In this article, I outline organizational best practices for creating quick and painless code reviews.

I recently had a conversation with a friend of mine about code reviews.

Code Reviews in his organization were long and painful.

The reviewers frequently had strong and differing opinions about implementation.

I have been party to scenarios like this before. They are no fun.

I left this conversation wondering what a good code review process looks like.

How can we create systems that refine new code without unnecessarily obstructing work?

After all, software engineers are paid to advance business goals, not write squeaky clean code.

Here are a few best practices I have found dramatically improve the code review process.

1. Define what Good Code looks like for your team

As a team, collectively think about what Good Code looks like.

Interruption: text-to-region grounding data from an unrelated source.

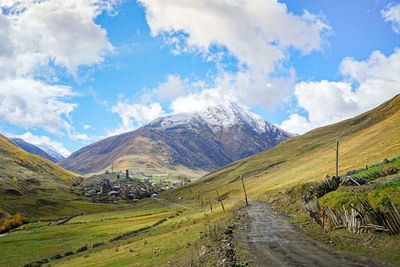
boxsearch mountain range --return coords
[59,103,294,177]
[10,138,64,163]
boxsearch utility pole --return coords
[336,140,339,178]
[111,162,114,174]
[240,175,248,206]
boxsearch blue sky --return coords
[0,0,400,156]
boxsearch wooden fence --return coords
[305,198,400,235]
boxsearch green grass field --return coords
[0,200,179,266]
[0,194,240,267]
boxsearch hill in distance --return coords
[60,103,293,177]
[11,138,60,163]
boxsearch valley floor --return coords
[0,197,233,267]
[1,194,399,267]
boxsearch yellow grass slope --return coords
[0,133,81,185]
[167,94,400,201]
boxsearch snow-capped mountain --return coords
[149,102,289,139]
[11,138,60,163]
[146,102,293,163]
[60,103,294,177]
[37,144,66,162]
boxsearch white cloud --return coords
[0,0,116,134]
[170,87,235,114]
[110,101,164,135]
[280,114,312,135]
[9,131,71,157]
[280,48,400,134]
[67,130,92,141]
[219,68,296,108]
[0,0,114,77]
[155,74,186,101]
[138,0,329,109]
[0,78,76,133]
[139,0,329,72]
[83,124,92,130]
[382,3,400,34]
[166,68,295,114]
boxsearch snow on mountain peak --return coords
[147,102,285,135]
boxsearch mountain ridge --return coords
[11,138,60,163]
[60,103,293,176]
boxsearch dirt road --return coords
[236,202,388,267]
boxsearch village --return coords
[83,169,191,202]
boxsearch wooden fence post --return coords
[215,190,225,213]
[240,175,248,206]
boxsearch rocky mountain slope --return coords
[11,138,60,163]
[59,103,293,177]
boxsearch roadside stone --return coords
[199,245,208,257]
[64,251,74,256]
[76,245,88,253]
[93,242,105,248]
[50,254,63,260]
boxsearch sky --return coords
[0,0,400,157]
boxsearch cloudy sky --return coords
[1,0,400,156]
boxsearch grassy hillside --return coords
[0,133,81,185]
[0,133,125,223]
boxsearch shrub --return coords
[0,213,29,233]
[381,166,399,176]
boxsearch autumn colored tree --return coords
[0,213,28,233]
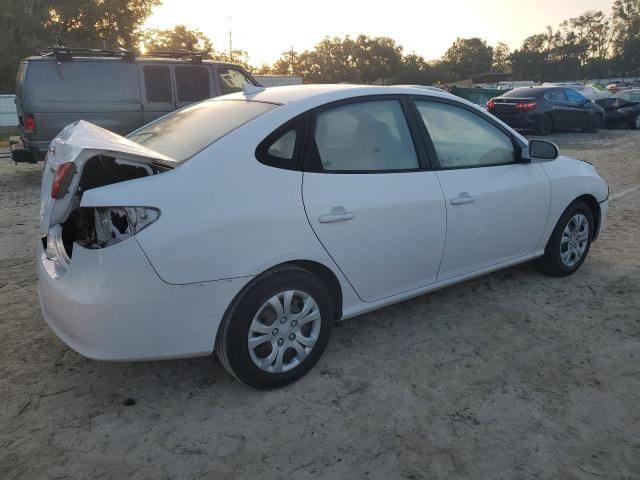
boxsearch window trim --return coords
[255,113,309,171]
[409,95,526,171]
[302,95,431,174]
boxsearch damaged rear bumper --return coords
[37,236,250,361]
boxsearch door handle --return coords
[450,192,475,205]
[319,207,354,223]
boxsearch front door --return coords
[564,88,591,129]
[413,98,551,281]
[302,98,447,302]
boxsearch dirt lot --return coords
[1,129,639,480]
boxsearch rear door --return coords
[565,88,591,128]
[545,88,571,127]
[301,97,446,302]
[139,64,175,123]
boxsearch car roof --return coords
[218,83,458,107]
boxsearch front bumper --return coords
[37,237,250,361]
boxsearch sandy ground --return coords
[1,129,639,480]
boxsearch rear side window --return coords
[217,68,255,95]
[312,100,418,172]
[144,66,172,103]
[175,66,210,102]
[545,89,567,102]
[129,100,277,162]
[15,63,27,98]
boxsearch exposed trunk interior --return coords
[58,155,168,258]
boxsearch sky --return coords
[143,0,615,65]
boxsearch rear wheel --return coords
[536,114,553,135]
[537,201,594,277]
[216,266,334,389]
[584,114,602,133]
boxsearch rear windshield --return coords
[128,100,277,162]
[502,88,546,98]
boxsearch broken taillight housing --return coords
[83,207,160,249]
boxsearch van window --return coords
[217,68,255,95]
[15,63,27,98]
[24,61,139,102]
[129,99,277,162]
[175,66,210,102]
[144,66,172,103]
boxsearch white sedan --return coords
[38,85,609,389]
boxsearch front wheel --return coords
[216,266,334,389]
[629,114,640,130]
[537,201,594,277]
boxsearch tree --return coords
[44,0,160,48]
[442,37,493,80]
[141,25,212,54]
[612,0,640,74]
[492,42,511,72]
[353,35,403,84]
[0,0,160,93]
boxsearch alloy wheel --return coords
[560,213,589,267]
[247,290,321,373]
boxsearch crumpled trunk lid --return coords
[40,120,177,235]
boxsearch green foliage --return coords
[141,25,212,53]
[442,37,493,80]
[0,0,159,93]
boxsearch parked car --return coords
[11,47,260,162]
[38,85,609,389]
[543,83,610,101]
[606,82,633,94]
[487,86,605,135]
[596,89,640,129]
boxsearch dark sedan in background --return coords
[597,89,640,129]
[487,86,605,135]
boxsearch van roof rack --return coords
[40,46,205,63]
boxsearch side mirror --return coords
[528,139,559,160]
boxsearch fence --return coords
[0,95,18,127]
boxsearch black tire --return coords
[536,114,553,135]
[584,114,602,133]
[215,265,334,389]
[629,114,640,130]
[537,201,594,277]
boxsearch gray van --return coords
[12,48,260,162]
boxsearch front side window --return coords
[175,66,210,102]
[566,88,586,104]
[129,100,277,162]
[218,68,255,95]
[416,100,515,169]
[313,100,419,171]
[143,65,172,103]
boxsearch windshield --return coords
[129,100,278,162]
[615,90,640,102]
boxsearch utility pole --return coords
[290,46,295,75]
[228,17,233,62]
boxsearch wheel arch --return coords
[574,194,601,240]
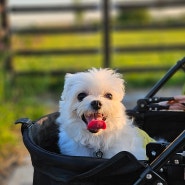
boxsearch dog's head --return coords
[58,68,127,145]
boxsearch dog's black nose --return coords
[91,100,102,110]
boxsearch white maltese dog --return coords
[57,68,154,160]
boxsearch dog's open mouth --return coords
[82,113,106,133]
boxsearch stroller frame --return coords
[130,57,185,184]
[134,130,185,185]
[142,57,185,99]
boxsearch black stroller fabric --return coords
[22,119,146,185]
[19,112,185,185]
[130,110,185,142]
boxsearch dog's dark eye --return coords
[104,93,112,100]
[77,92,87,101]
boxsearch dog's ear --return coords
[65,73,74,79]
[110,69,125,99]
[64,73,74,87]
[61,73,74,100]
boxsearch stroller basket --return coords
[16,114,185,185]
[20,120,146,185]
[15,57,185,185]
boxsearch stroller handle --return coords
[133,57,185,111]
[145,57,185,99]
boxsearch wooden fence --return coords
[1,0,185,76]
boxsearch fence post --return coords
[102,0,111,68]
[1,0,12,72]
[1,0,13,99]
[0,0,6,48]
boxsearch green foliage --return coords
[183,84,185,94]
[0,99,47,159]
[73,0,84,25]
[0,52,51,162]
[117,8,150,25]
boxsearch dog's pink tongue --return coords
[87,120,106,132]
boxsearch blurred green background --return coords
[0,0,185,178]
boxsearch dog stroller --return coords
[15,58,185,185]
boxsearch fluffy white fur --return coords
[57,68,147,160]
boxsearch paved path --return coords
[7,156,33,185]
[7,87,182,185]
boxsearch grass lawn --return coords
[12,29,185,72]
[11,28,185,88]
[0,54,51,177]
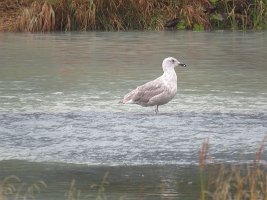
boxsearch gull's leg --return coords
[154,105,159,114]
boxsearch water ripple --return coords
[0,111,266,165]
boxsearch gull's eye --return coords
[171,59,175,63]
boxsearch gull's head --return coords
[162,57,186,72]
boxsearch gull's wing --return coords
[122,77,166,106]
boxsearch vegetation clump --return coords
[0,0,267,31]
[199,138,267,200]
[17,1,55,32]
[0,175,47,200]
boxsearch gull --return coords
[120,57,186,113]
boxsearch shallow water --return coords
[0,160,201,200]
[0,31,267,199]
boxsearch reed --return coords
[14,0,212,31]
[0,175,47,200]
[199,139,209,200]
[251,0,267,29]
[224,0,238,30]
[64,171,110,200]
[219,0,267,30]
[17,1,55,32]
[3,0,264,31]
[65,179,81,200]
[200,137,267,200]
[64,0,169,31]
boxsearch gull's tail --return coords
[118,98,132,104]
[119,89,136,104]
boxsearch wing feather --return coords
[122,77,166,106]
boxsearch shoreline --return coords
[0,0,266,32]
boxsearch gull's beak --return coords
[179,63,186,67]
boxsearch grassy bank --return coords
[0,0,267,32]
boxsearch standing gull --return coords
[120,57,186,113]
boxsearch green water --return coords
[0,160,200,200]
[0,31,267,199]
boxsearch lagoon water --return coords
[0,31,267,199]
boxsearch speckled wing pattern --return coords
[122,77,166,106]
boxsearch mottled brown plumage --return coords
[120,57,186,113]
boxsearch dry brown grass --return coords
[179,0,211,29]
[0,0,35,31]
[1,0,266,31]
[199,139,209,200]
[200,137,267,200]
[17,1,55,32]
[0,175,47,200]
[13,0,212,32]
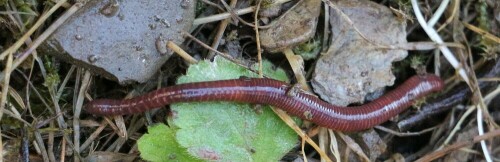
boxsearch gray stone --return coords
[42,0,195,84]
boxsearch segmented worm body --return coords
[398,59,500,131]
[85,74,443,132]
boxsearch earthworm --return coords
[85,74,443,132]
[398,59,500,131]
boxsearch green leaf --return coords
[138,124,202,162]
[292,39,321,60]
[173,57,298,161]
[138,56,299,161]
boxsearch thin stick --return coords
[374,125,437,137]
[219,1,273,29]
[322,4,330,52]
[182,31,262,75]
[80,121,108,151]
[0,106,30,125]
[477,103,492,162]
[183,31,229,57]
[0,11,39,15]
[57,66,76,99]
[0,125,3,162]
[48,122,56,161]
[167,41,198,64]
[33,128,50,162]
[207,0,238,58]
[200,0,225,11]
[60,137,66,162]
[484,85,500,103]
[301,137,307,162]
[193,6,255,25]
[254,0,263,77]
[439,105,477,150]
[336,132,370,162]
[437,0,459,31]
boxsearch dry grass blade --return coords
[328,129,341,162]
[0,0,69,60]
[374,125,437,137]
[0,53,14,120]
[73,71,91,157]
[462,22,500,44]
[11,3,83,70]
[193,6,255,25]
[80,121,108,151]
[284,49,310,91]
[7,86,26,110]
[254,0,263,77]
[0,53,13,159]
[416,129,500,162]
[206,0,237,58]
[336,132,370,162]
[271,108,332,162]
[0,2,83,82]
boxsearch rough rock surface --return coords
[259,0,321,53]
[312,0,408,106]
[42,0,195,84]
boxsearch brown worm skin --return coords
[85,74,444,132]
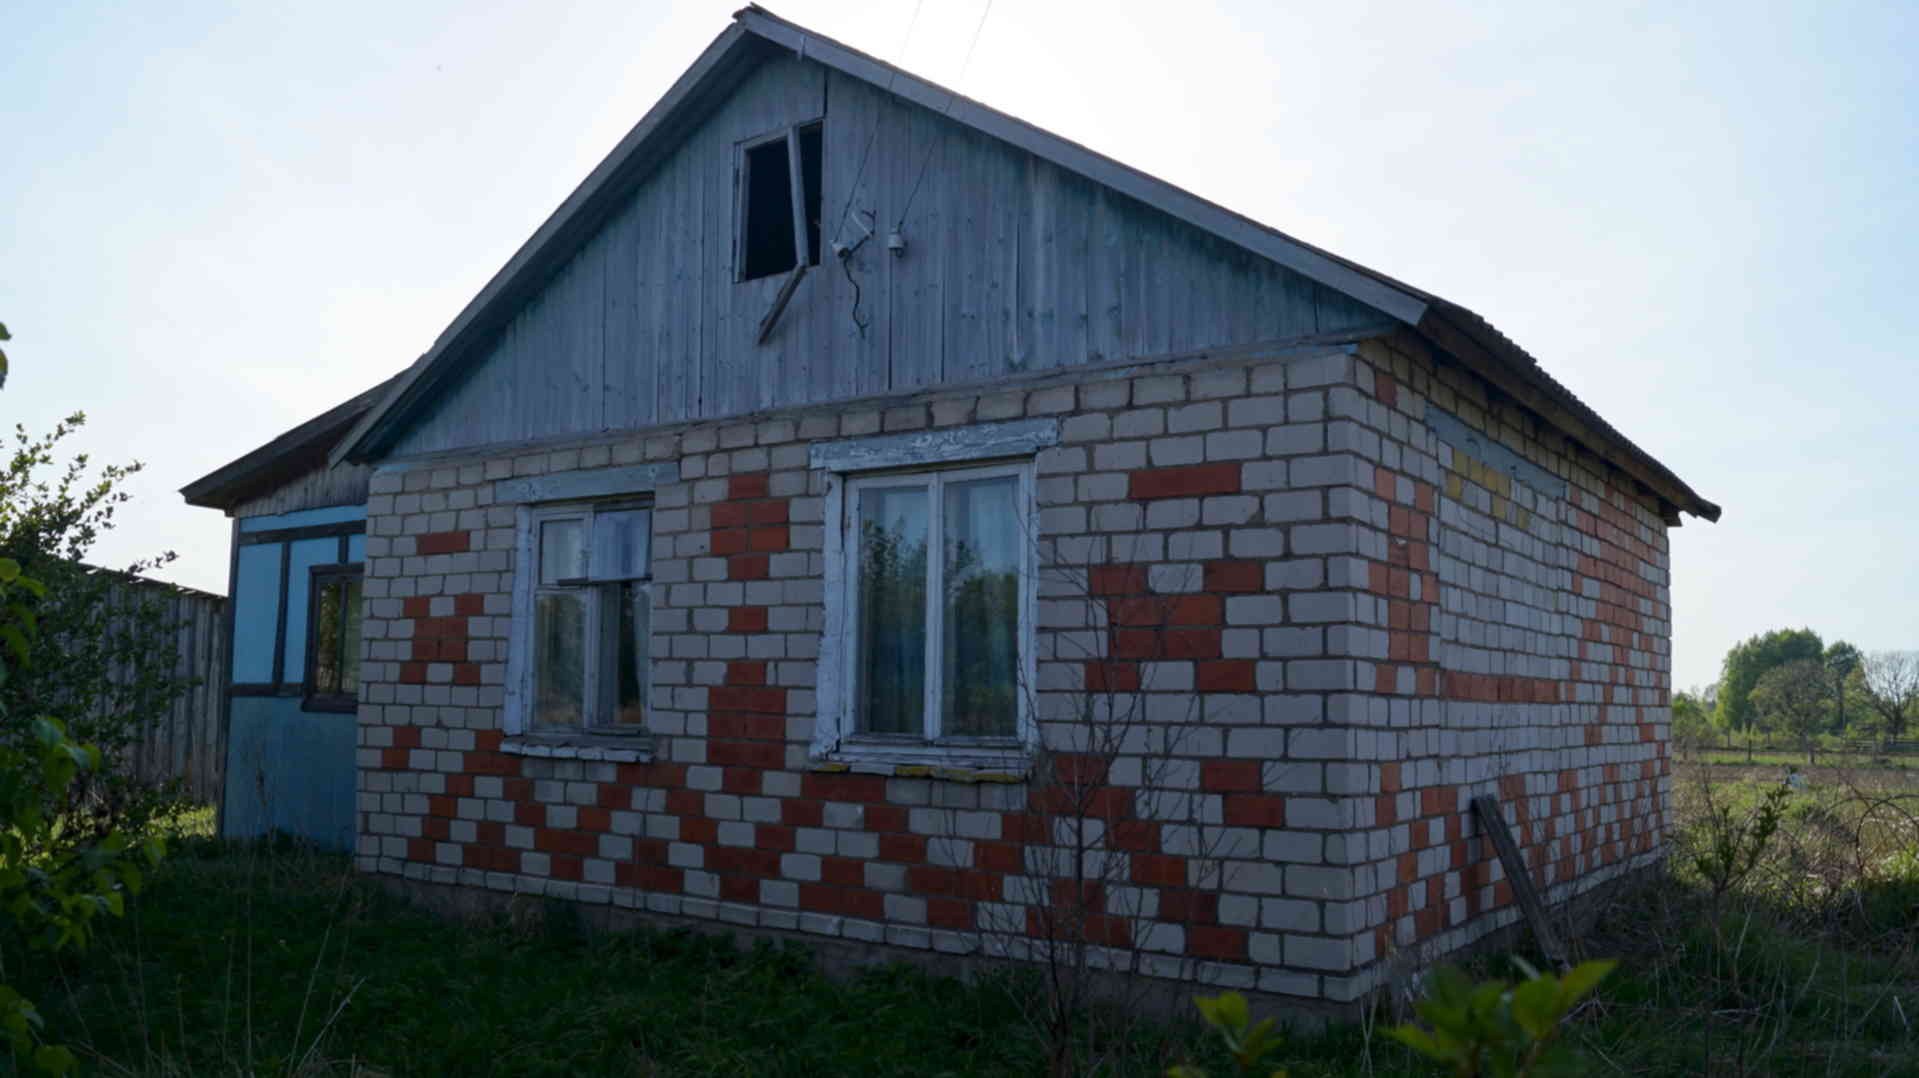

Is Good Code the same as Tested Code? Or should it just be Testable Code? Does test-ability not matter?

In their earliest stages, a startup’s definition of Good Code state:

On our team, we strive to write working code that is:
- Testable
- Secure (no public s3 buckets please!)

Notice how there is no mention of Tested code here.

Every team will need to decide this for themselves. It is entirely possible though that taking the time to write tests does not align with an early-stage startup’s business goals.

However, if you write code with testing top of mind and break down components and functionality accordingly, adding those tests later will be significantly less painful.

As the company grows, the team’s values might evolve into the following:

On our team, we strive to write working code that is:
- Testable
- Secure
- Tested
- Reuseable
- DRY

This list still conspicuously lacks any mention of performance.

For many small companies code performance is simply not a concern. As long as it qualifies as “working code” fine tuning performance may not matter.

Imagining our startup grows into the next AirBnb, Dropbox, etc, the entire conversation changes.

An example of their code review principles might run as follows:

On our team, we strive to write working code that is:
- Testable
- Secure
- Tested
- Reuseable
- DRY
- Revertible
- Performant

When a team clearly defines and adheres to these principles everyone can write and review code from a common starting point.

This makes reviews infinitely smoother, faster, and more pleasant.

The author of the code knows what is expected of her/him and can write code accordingly.

Additionally, you can drop in anyone from the team as a reviewer and come out with consistent results because the review is driven by principles rather than opinions.

This greatly reduces the potential for a scenario where John submits a PR and then receives conflicting feedback from Senior Joe and Senior Jane.

However, we can go a step further mitigating the risk of these scenarios.

2. Encourage Design Discussions Between Authors & Reviewers Before Executing a Task

This applies most to early career engineers but can be useful for every team member regardless of seniority.

When a sizable new feature or code component of reasonable size needs to be built, encourage the author to have conversations about design with the technical stakeholders who will eventually review the code.

By having these discussions early on the author can establish consensus on a design approach early on in the development process.

Once technical stakeholders buy in to a design, the author can then hold them to that later in the review process if they raise deep issues around the design that would require a significant rewrite.

Perhaps most importantly to the author, this decreases the likelihood of being asked to go back and rewrite large swaths of code.

I have seen these principles dramatically improve the speed at which code moves from conception to production and hope that they can help you and your teams as well.